House debates

Monday, 1 June 2009

Private Members’ Business

Area Consultative Committees

7:55 pm

Photo of Ms Catherine KingMs Catherine King (Ballarat, Australian Labor Party) Share this | Hansard source

I thank the member for Pearce for the motion a lot of which I disagree with fundamentally, other than point 3 where the work of the ACCs is recognised. I want to touch a little bit on the history of the ACCs and on my understanding of them. As someone who has been engaged in regional development for a long period of time, both at the local level and as a consultant, I did a lot of work across the country in regional development.

One of the issues that I think happened under the previous government is that the area consultative committees were regional development bodies. They were established to do economic development, to do social development, and they had a great role to play in skills and training and in providing a good understanding of what the economic development needs were for a region. They were also important alongside the regional economic development organisations, which were abolished and gradually phased out. I think there is one still existing nationally, but they had a really important role to play in regional development.

What happened under the previous government was that they became grants processing bodies. They ceased to be regional development and economic development bodies. What our regions desperately need is not a grants body because regional partnerships grants in themselves are not regional development. What happened under the previous government is we ceased to have a regional development program that not just enabled funding a good project, which is important, but actually worked together with business, with labour organisations, with not-for-profit organisations and with local government to say, ‘What is it that our region desperately needs government to do to grow our economy? What does our region desperately need government to do to make sure that the social and cultural wellbeing of our region is being looked after?’ That is what happened under the previous government.

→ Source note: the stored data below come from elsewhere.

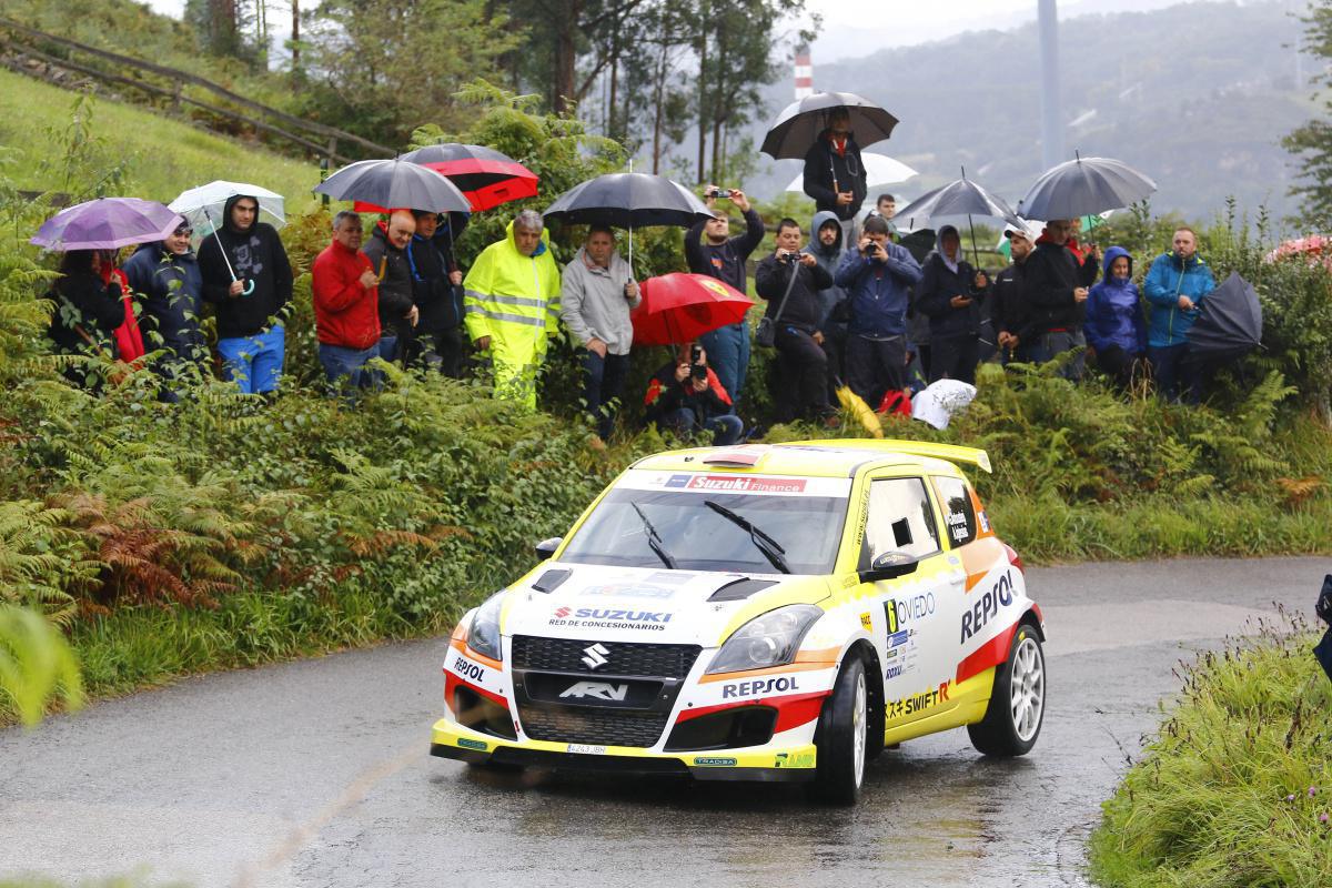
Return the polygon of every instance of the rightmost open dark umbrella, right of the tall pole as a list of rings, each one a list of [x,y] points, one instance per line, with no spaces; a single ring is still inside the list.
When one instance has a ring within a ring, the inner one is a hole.
[[[1047,170],[1018,210],[1027,218],[1082,218],[1144,200],[1156,182],[1110,157],[1076,157]]]

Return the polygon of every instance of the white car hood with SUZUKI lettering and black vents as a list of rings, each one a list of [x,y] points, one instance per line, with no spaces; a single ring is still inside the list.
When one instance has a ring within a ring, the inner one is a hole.
[[[503,635],[715,647],[759,614],[827,595],[822,576],[546,562],[509,588],[500,626]]]

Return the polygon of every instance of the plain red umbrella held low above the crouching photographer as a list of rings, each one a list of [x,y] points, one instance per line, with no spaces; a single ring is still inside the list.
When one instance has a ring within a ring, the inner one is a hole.
[[[643,301],[634,309],[635,345],[690,342],[703,333],[739,324],[754,308],[734,286],[707,274],[662,274],[642,282]]]

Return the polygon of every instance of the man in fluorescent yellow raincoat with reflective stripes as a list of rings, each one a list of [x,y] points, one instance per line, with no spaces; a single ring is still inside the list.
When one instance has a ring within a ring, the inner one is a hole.
[[[494,362],[496,397],[537,409],[537,367],[559,332],[559,266],[541,214],[522,210],[462,282],[468,335]]]

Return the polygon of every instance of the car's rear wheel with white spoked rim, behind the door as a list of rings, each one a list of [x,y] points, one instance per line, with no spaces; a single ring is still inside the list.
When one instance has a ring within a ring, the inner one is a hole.
[[[1046,718],[1046,654],[1027,623],[1018,626],[1008,659],[995,670],[986,716],[967,726],[971,746],[983,755],[1027,755],[1036,746]]]

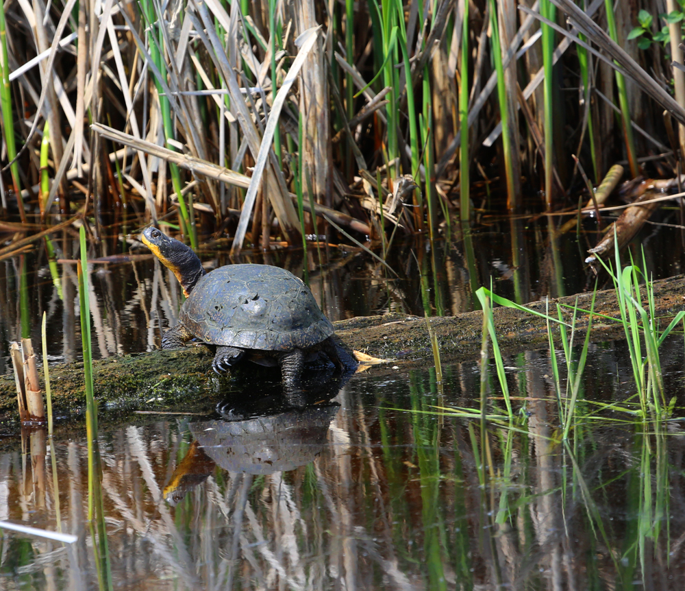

I think the difference we are having in this particular debate is very much about the experiences that regional MPs in the Labor Party had under the previous government, which is very, very different to the experiences that regional MPs in the National and Liberal parties had under the previous government. They may like to say that the Howard government was fair but that was not what happened in our regions. You have many regional MPs on the Labor Party side who are saying to you, ‘Regional partnerships did not treat all regions equally.’ It was a funding program that was unfortunately largely discredited because of the actions of the previous government. There were good projects but they were largely discredited because of the way they were dealt with.

What we are trying to do now is actually put in place what we should have had for years—a regional development program that includes funding for regions—whether it be for roads, rail, ports or local schools—to go through local government for community infrastructure. We want to bring back proper regional development so that in our regions we have a body that works with local government, that works with state government and that works with federal government to say: ‘This is what the economic development needs of our region are and this is what you as the Commonwealth government, state government or local government can do to actually assist to grow our region.’

That is what we are trying to do with Regional Development Australia. I absolutely contend that the previous bodies, the ACCs, were done a great disservice by becoming grants funding bodies, and the regions were done a great disservice. They did a fantastic job but it was a very, very narrow view of what regional development was about and there was so much more they could have done. I think many of the chairs and CEOs were itching to do that work but they unfortunately were bound by becoming a grants funding body for regional partnerships.

In the short amount of time I have left, I want to acknowledge the work of the ACC in my region. It has been wound up. I attended the final day on Friday. While Peter, Lauren and Rachel are very distressed about what has happened to them personally, I also know that they are very keen to see what the new model is going to be like. They are very keen to participate and are absolutely desperate to participate in regional development in my community. I want to put on record my thanks to them and my thanks to the boards, the many members of which I have worked with over the short time I have been a member of parliament. I want to say: thank you for your work but regional development still lives under this government.